Diop's first work translated into English, The African Origin of Civilization: Myth or Reality, was published in 1974. It gained a much wider audience for his work. He proved that archaeological and anthropological evidence supported his view that Pharaohs were of Negroid origin. Some scholars draw heavily from Diop's groundbreaking work, , while others in the Western academic world do not accept all of Diop's theories. Diop's work has posed important questions about the cultural bias inherent in scientific research.

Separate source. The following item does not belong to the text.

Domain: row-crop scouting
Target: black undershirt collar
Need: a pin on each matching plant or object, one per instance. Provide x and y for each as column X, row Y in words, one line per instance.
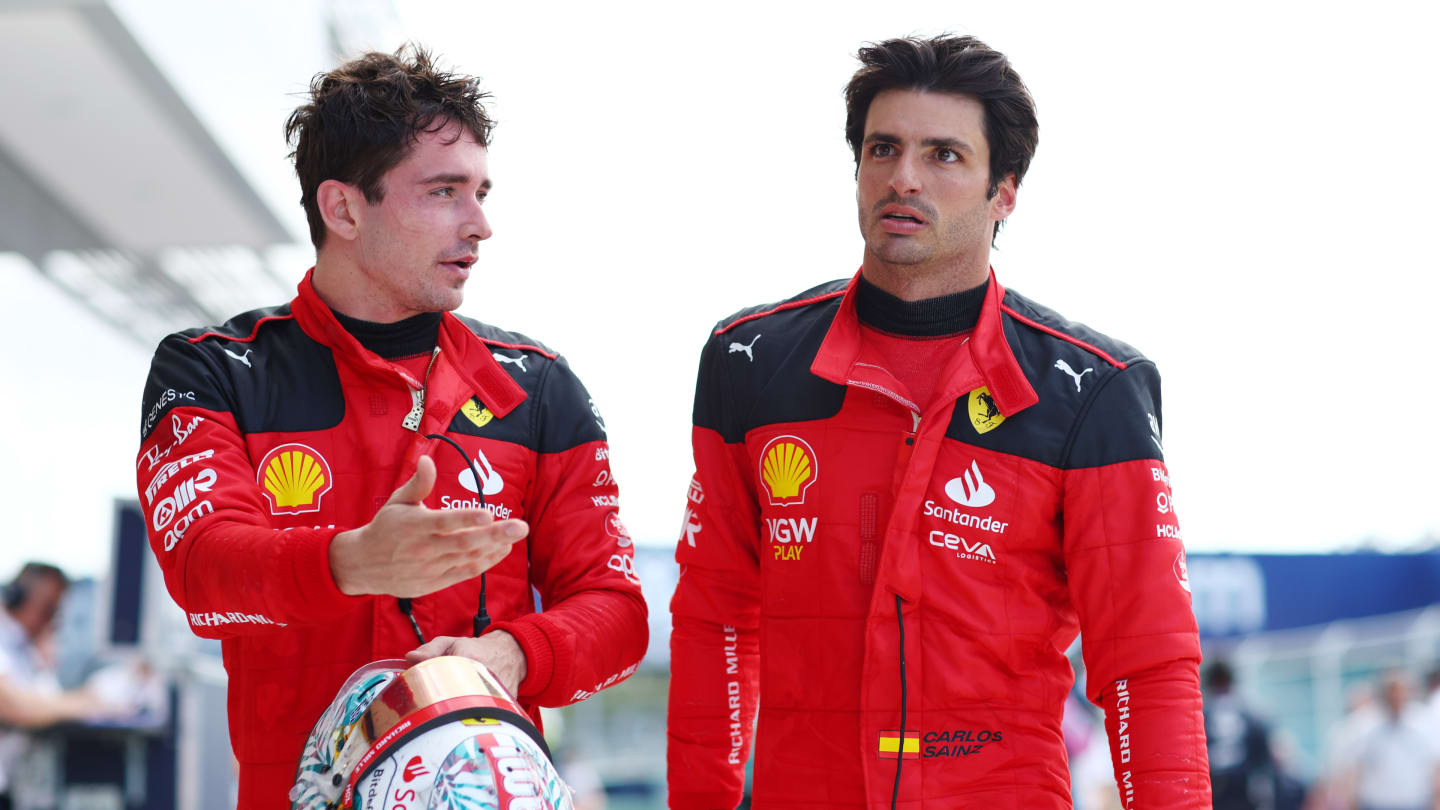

Diop showed above all that European archaeologists before and after the decolonization had understated and continued to understate the extent and possibility of Black civilizations.
The Swiss archaeologist Charles Bonnet's discoveries at the site of Kerma shed some light on the theories of Diop. They show close cultural links between Nubia and Ancient Egypt, though the relationship had been acknowledged for years. This does not necessarily imply a genetic relationship, however. Mainstream Egyptologists such as F. Yurco note that among peoples outside Egypt, the Nubians were closest ethnically to the Egyptians, shared the same culture in the predynastic period, and used the same pharaonoic political structure. He suggests that the peoples of the Nile Valley were one regionalized population, sharing a number of genetic and cultural traits.
Diop argued that there was a shared cultural continuity across African peoples that was more important than the varied development of different ethnic groups shown by differences among languages and cultures over time.
His books were largely responsible for, at least, the partial re-orientation of attitudes about the place of African people in history, in scholarly circles around the world.